J’aime quand la semaine se termine par des moments privilégiés de retrouvailles. C’est pourquoi je me faisais une joie à l’idée de ce repas en tête à tête avec ma meilleure amie ! La soirée fut très réussie, mais elle aurait pu mal commencer…

Publié le 3 déc. 2021
Julie du Page
Julie du Page Actrice, chroniqueuse, animatrice et blogueuse

Il faut être bien vigilant pour conduire un soir de première neige. Les réflexes ne sont pas tout à fait aiguisés. J’allais lentement et suivais un bus de la ville qui visiblement avait de la difficulté à gravir la montée glissante du viaduc Rockland.

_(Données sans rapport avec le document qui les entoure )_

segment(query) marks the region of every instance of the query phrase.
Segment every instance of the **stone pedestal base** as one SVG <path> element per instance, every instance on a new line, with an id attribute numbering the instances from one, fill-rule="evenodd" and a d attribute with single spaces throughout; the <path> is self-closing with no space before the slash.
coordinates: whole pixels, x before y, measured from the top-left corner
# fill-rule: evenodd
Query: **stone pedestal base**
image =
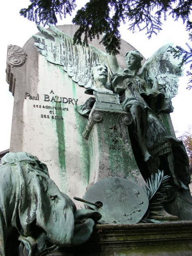
<path id="1" fill-rule="evenodd" d="M 90 241 L 49 256 L 192 255 L 192 221 L 97 225 Z"/>

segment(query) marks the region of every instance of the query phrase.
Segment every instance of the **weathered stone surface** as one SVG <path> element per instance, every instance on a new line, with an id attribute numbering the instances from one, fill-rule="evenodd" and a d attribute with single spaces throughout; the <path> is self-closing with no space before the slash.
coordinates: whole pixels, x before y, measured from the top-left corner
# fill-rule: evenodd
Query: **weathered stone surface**
<path id="1" fill-rule="evenodd" d="M 192 222 L 97 225 L 81 246 L 61 249 L 49 256 L 190 256 Z"/>
<path id="2" fill-rule="evenodd" d="M 76 29 L 73 25 L 58 27 L 70 36 Z M 98 40 L 91 43 L 105 51 Z M 10 68 L 15 84 L 10 151 L 36 155 L 47 165 L 50 177 L 62 191 L 81 197 L 88 185 L 89 156 L 87 141 L 82 136 L 87 119 L 77 107 L 88 95 L 62 66 L 39 54 L 33 39 L 23 49 L 25 63 Z M 125 52 L 133 49 L 122 40 L 117 58 L 123 68 Z"/>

J’ai dû changer de voie, ce qui n’a manifestement pas plu à l’homme qui conduisait la voiture derrière moi. Sa colère était telle qu’il n’a pas arrêté de klaxonner et de se rapprocher de mon pare-chocs avec ses pleins phares ! Une fureur hystérique !

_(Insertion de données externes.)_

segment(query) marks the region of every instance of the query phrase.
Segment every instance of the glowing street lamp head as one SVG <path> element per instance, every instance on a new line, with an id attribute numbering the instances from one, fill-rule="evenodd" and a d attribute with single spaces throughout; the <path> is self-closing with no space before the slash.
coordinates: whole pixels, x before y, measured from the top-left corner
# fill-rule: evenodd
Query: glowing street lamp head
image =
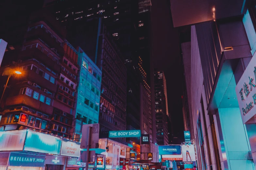
<path id="1" fill-rule="evenodd" d="M 15 71 L 14 72 L 14 73 L 15 73 L 17 74 L 21 74 L 21 72 L 19 71 Z"/>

J’ai eu droit à cette menace pendant plusieurs rues, jusqu’à l’arrivée chez ma copine. Une dizaine de minutes dangereuses, stressantes et surtout, interminables…

L’homme s’est alors immobilisé lui aussi. Allait-il sortir avec une batte de baseball, une arme ? De nos jours, tout est possible ! De l’intimidation à l’état pur digne de Duel, de Spielberg. Au moment où j’allais composer le 911, la voiture est repartie dans une accélération rageuse !

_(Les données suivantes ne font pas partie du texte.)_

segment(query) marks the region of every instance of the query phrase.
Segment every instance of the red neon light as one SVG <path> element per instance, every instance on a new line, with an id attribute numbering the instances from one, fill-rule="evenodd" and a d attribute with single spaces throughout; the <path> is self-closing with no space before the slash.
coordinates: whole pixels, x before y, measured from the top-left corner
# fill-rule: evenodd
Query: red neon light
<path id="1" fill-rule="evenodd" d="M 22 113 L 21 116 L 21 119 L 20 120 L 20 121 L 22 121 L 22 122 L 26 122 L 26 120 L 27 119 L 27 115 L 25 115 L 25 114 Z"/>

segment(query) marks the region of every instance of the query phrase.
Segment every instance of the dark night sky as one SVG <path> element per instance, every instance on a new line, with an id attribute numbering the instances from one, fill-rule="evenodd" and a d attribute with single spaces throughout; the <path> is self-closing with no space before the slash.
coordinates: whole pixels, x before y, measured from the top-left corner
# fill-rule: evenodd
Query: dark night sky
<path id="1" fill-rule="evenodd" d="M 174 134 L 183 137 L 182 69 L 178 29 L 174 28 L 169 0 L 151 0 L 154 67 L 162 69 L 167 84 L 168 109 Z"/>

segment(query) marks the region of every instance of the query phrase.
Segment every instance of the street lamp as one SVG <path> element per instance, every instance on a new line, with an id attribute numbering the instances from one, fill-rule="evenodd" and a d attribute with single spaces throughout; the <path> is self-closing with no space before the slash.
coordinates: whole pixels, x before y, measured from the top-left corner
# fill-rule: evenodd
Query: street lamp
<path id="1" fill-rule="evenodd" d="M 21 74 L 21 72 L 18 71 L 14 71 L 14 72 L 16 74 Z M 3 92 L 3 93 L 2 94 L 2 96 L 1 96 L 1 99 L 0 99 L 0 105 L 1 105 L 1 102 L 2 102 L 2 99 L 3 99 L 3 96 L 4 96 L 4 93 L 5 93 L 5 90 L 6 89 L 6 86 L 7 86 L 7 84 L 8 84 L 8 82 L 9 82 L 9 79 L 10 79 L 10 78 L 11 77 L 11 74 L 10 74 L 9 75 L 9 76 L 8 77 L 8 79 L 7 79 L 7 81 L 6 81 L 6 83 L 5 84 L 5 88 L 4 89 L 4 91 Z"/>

Même s’il y a toujours eu des cinglés au volant, ce genre de comportement très dangereux s’inscrit dans une recrudescence d’agressivité, de violence et de détresse. Le monde va bien mal…

Climat manichéen

Les sociétés ont toujours eu leur part de paradoxe et de dualité entre le bien et le mal. La pandémie et probablement bien d’autres facteurs plus anciens n’ont fait qu’exacerber les tensions et créer un climat manichéen d’une ampleur inégalée.

D’une part, les qualités de dévouement, d’altruisme, de générosité, de conscience sociale n’ont jamais été aussi présentes. Nous en sommes témoins, spécialement depuis presque deux ans. Elles se manifestent dans les hôpitaux, les centres d’entraide, les banques alimentaires et même dans les sacrifices quotidiens des familles et amis pour se soutenir moralement. Ce sont autant d’actions et gestes, petits, grands, modestes, dont le dénominateur commun est d’être exemplaires !

Je trouve rassurante et admirable cette image d’une société qui dans l’adversité, a su développer son sens de la bonté, de l’adaptation et de l’entraide.

Mais d’autre part, c’est avec impuissance et stupéfaction que nous assistons chaque jour davantage à une déshumanisation de notre société. La violence, le non-respect, l’ignorance, la bêtise, l’intolérance, l’égoïsme, le rejet des valeurs de base, la censure n’ont jamais été aussi envahissants.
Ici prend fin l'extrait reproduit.